Indeed, the government is now moving forward with an experiment with ten municipalities to create a regulated seed to sale market for Dutch recreationally consumed cannabis. That the biggest cities are still sitting this one out is a sign that there is clear political clash on the horizon between competing municipalities if not regulations and laws.

However, for the first time in this entire conversation, Holland is starting to resemble Colorado or California. And that in turn is having an impact elsewhere. Starting with the rest of Europe.

The Looming Luxembourg Discussion

Beyond Holland, there are other recreational if not regulatory forces afoot. Country after country, with the notable exception so far of France in Western Europe, has now begun to get on the cannabis bandwagon. This is expected to increase as Covid-related, if not economic, green new deal discussions begin to take root in the aftermath of an economically if not medically challenging time for most.

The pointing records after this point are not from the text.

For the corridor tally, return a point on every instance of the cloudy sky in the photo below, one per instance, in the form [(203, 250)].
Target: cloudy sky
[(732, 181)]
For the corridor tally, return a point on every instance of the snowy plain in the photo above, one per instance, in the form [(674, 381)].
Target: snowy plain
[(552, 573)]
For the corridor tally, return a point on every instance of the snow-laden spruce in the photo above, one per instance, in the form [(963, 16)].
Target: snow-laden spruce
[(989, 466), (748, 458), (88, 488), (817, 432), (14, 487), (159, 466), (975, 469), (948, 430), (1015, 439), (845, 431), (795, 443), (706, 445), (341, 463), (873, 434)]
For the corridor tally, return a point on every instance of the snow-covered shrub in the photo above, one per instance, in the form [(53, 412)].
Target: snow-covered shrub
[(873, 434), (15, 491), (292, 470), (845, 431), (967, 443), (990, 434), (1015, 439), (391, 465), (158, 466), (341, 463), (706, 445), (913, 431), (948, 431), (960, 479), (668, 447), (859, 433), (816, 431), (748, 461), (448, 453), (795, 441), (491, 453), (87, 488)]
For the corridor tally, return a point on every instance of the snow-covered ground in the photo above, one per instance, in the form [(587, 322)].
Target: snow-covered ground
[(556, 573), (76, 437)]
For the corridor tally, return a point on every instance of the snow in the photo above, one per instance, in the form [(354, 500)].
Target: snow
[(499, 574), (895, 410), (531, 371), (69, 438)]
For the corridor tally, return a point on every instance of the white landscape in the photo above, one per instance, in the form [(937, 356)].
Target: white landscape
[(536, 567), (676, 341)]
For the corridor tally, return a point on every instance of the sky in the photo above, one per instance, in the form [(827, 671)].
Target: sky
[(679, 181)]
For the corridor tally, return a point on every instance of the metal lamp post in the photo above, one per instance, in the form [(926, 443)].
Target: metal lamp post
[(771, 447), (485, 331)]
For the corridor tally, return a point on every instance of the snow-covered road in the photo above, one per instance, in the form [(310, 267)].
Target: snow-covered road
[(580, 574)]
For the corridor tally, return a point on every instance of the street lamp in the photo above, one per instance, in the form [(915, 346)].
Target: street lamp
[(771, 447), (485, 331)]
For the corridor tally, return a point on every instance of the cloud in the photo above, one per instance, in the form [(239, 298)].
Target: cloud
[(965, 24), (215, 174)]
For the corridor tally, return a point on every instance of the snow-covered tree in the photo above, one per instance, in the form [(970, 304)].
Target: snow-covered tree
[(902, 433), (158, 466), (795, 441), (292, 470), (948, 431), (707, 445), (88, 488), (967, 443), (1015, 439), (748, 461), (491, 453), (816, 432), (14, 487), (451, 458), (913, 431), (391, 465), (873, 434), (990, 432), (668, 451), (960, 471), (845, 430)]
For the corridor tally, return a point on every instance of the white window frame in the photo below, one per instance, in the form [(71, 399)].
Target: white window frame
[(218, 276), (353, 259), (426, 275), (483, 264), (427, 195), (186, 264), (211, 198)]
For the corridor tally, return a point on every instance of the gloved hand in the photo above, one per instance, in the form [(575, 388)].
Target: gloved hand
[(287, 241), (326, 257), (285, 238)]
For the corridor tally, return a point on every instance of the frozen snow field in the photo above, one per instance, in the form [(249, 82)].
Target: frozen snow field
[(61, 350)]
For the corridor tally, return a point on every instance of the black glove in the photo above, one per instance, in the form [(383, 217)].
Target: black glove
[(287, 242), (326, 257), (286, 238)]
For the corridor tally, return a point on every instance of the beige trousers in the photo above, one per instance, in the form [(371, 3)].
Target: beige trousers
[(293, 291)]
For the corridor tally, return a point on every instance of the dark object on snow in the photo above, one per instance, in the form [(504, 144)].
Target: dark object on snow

Luxembourg is the most forward looking of all, with an agenda to fully legalize recreational use by 2022. However that, plus other medical market developments in places like Portugal, Spain, Greece, Italy and of course Switzerland, added to the CBD discussion is clearly continuing to place impetus on those who make the decisions that further reform is required.

Holland, in other words, may be the old green-grey lady, but she is clearly pulling her socks up to enter a discussion now across Europe that is not only picking up steam, but looking to the domestic industry for leadership, guidance if not a little data on how to do things next.